本記事では、約束手形の概要や手形の廃止内容の具体例、約束手形残高を無くす方法などを解説しています。
本記事を読むことで、約束手形の廃止について具体的に理解でき、自社がどう行動を取れば良いかも見えてくることでしょう。
目次
約束手形とは、振出人(代金を支払う側)が受取人(代金を受け取る側)に対して、約束手形に期日を記載し、かつ期日に代金を支払うことを約束した有価証券のことです。
なお、約束手形で取引をおこなうには「当座預金」を開設しなければなりません。
当座預金とは、約束手形の入出金を金融機関に代行してもらえる口座のことですが、銀行からの信用がないと作れません。

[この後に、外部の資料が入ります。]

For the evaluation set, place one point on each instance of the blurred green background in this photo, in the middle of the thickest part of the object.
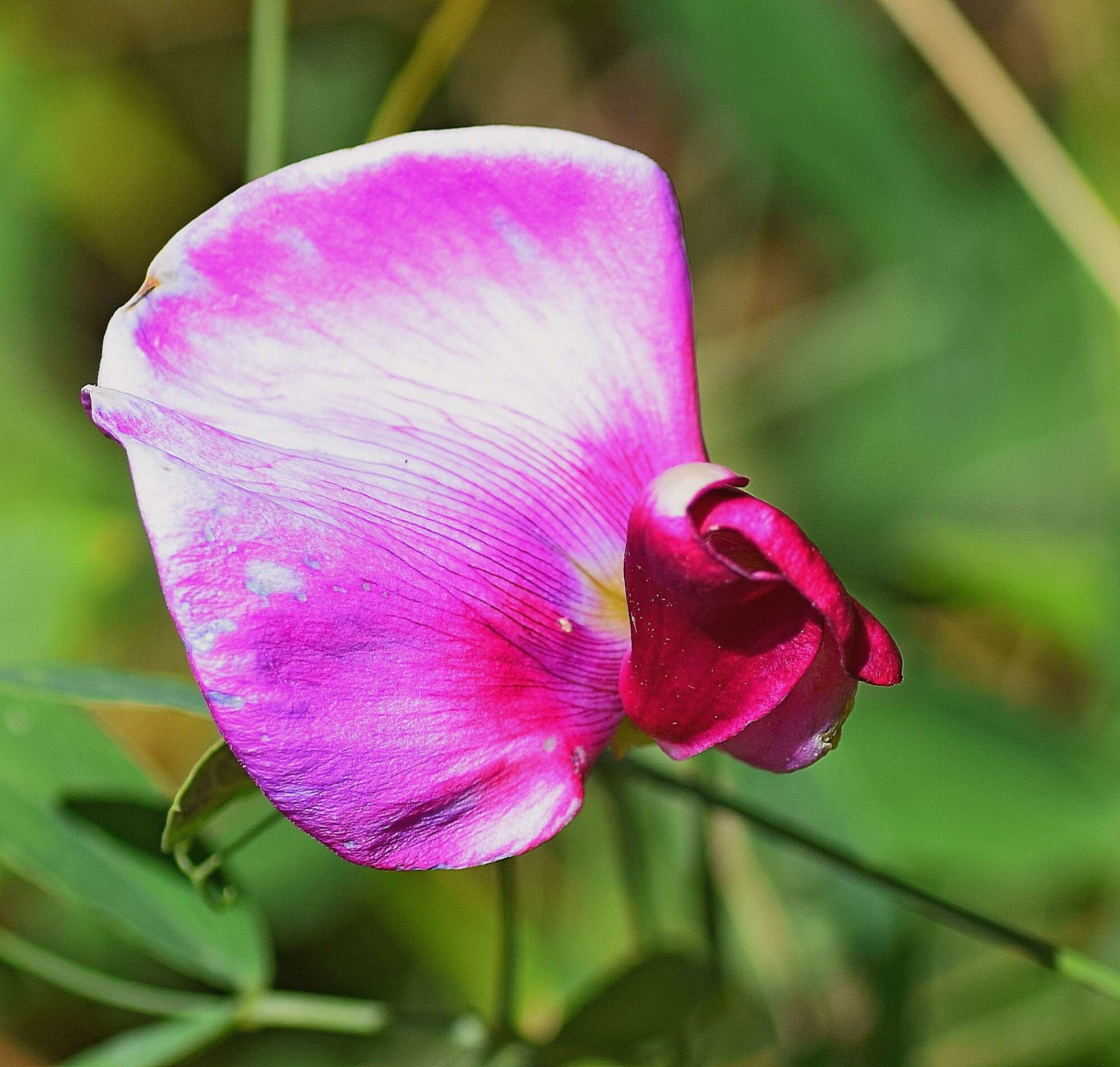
(893, 344)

つまり、約束手形で取引をおこなうにあたり、金融機関から信頼を得ているのが最低条件です。
約束手形における取引の流れは下記の通りです。
1.振出人が受取人に期日が記載された約束手形(支払手形)を発行する(例:振出日=令和4年1月31日、支払期日=令和4年4月30日)
振出人側の仕訳
借方 | 貸方 |
---|---|
買掛金 100,000円 | 支払手形 100,000円 |
受取人側の仕訳
借方 | 貸方 |
---|---|
受取手形 100,000円 | 売掛金 100,000円 |
2.振出人が支払期日の日に受取人の当座預金へ入金する
振出人側の仕訳
借方 | 貸方 |
---|---|
支払手形 100,000円 | 当座預金 100,000円 |
3.提示を受けた銀行が受取人側へ支払
受取人側の仕訳
借方 | 貸方 |
---|---|
当座預金 100,000円 | 受取手形 100,000円 |
約束手形を廃止する主な理由として、受取側の資金繰り悪化が挙げられます。
手形は振出日から3~4ヵ月後に入金されることも多く、その間はお金が入ってきません。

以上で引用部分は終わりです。